Theoretically, HTLV-1 infection can cause immunosuppression via T-cell dysfunction and promote reactivation of EBV, which in turn will induce B-cell proliferation and lymphomagenesis. The identification of 3 HTLV-1 carriers with EBV-positive DLBCL in our study may suggest the immunosuppression induced by HTLV-1 could be implicated in the pathophysiology of this rare lymphoma. Additionally, our 3 EBV-positive DLBCL cases had similar clinical characteristics (i.e., early disease, low IPI scores, and achievement of CR with chemotherapy). Hence, we postulate an interesting hypothesis about a potential pathogenetic relationship between HTLV-1 and EBV.

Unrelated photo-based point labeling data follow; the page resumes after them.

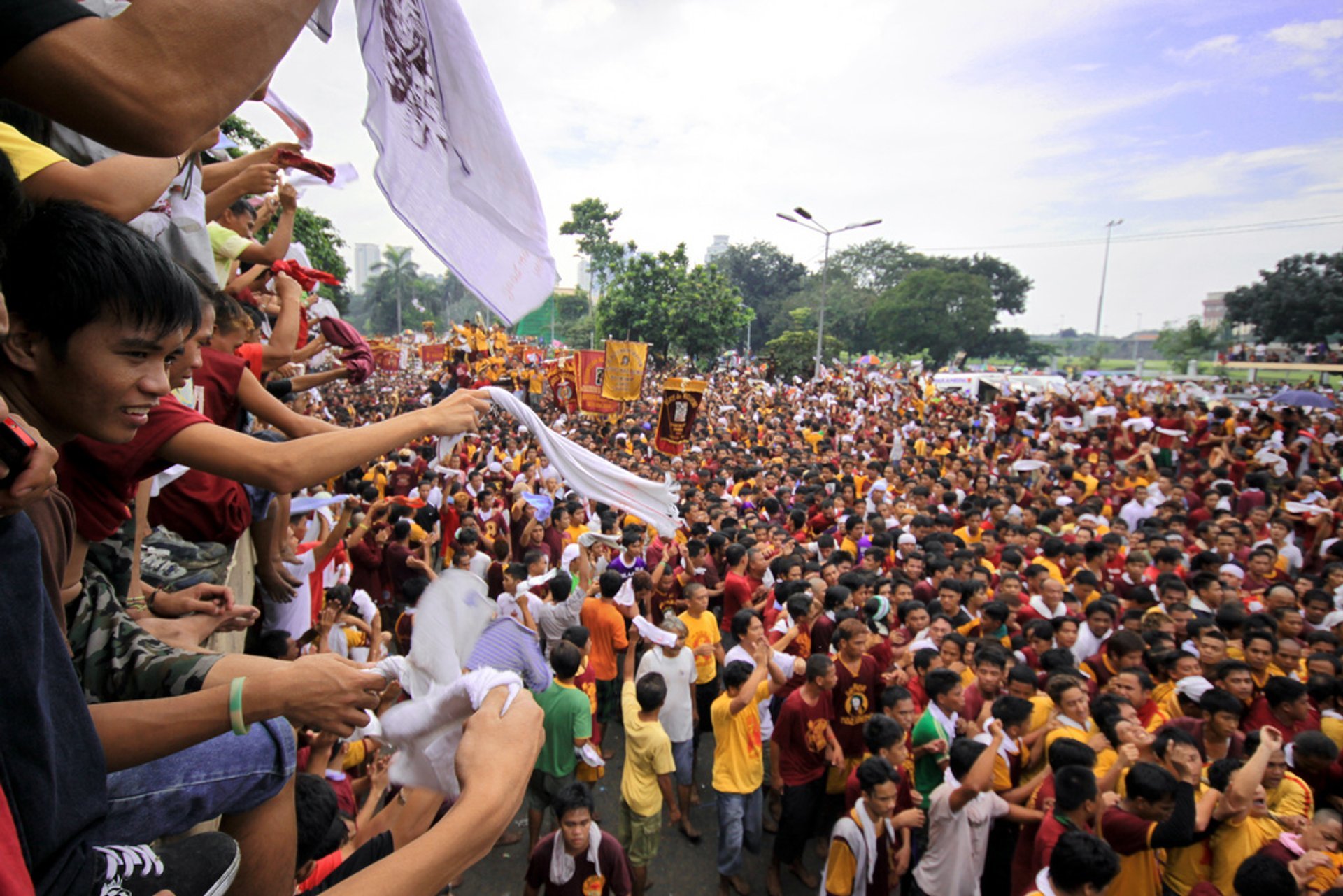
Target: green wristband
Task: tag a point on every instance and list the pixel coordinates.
(235, 706)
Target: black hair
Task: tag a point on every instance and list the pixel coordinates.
(963, 755)
(572, 795)
(1149, 781)
(737, 674)
(578, 636)
(1011, 711)
(873, 773)
(273, 643)
(69, 265)
(315, 802)
(651, 691)
(1080, 859)
(1065, 751)
(1074, 786)
(880, 732)
(1264, 876)
(566, 660)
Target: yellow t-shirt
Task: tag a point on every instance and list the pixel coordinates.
(227, 246)
(738, 758)
(1293, 797)
(1333, 728)
(1233, 843)
(27, 156)
(702, 632)
(648, 754)
(1189, 865)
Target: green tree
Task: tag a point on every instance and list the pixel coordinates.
(766, 277)
(794, 353)
(935, 312)
(880, 265)
(1014, 344)
(1188, 343)
(391, 289)
(594, 223)
(658, 300)
(1298, 301)
(316, 233)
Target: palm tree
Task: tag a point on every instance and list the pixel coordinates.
(399, 273)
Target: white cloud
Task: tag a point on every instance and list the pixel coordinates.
(1220, 46)
(946, 121)
(1309, 35)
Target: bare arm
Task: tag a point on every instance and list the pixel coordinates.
(143, 83)
(122, 185)
(478, 817)
(284, 336)
(271, 410)
(981, 776)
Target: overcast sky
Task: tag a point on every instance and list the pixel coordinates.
(970, 125)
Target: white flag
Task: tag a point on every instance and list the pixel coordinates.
(448, 162)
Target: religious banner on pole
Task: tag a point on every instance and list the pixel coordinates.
(625, 364)
(559, 374)
(591, 372)
(681, 399)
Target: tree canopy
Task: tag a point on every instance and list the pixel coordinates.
(1298, 301)
(934, 312)
(660, 300)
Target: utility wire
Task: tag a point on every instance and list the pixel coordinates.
(1225, 230)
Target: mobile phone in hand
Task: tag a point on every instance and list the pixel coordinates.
(17, 446)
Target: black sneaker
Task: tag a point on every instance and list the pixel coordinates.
(201, 865)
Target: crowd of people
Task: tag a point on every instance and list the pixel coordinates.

We understand the limitations of small retrospective case series such as ours, in terms of selection bias. However, these cases were identified from nonselected, consecutive patients with a diagnosis of DLBCL who were treated according to their diagnosis and stage with standard therapies. In order to investigate the potential relationship between HTLV-1 and EBV, large prospective cohort or population-based retrospective studies are needed.
5. Conclusion
In this paper, we present 7 cases of DLBCL in HTLV-1 carriers from which 3 were EBV-positive DLBCL. Likely, the interaction between EBV and HTLV-1 could promote T-cell and B-cell dysfunction as well as antiapoptosis and cell proliferation, favoring lymphomagenesis. Further studies are needed to investigate this potential relationship.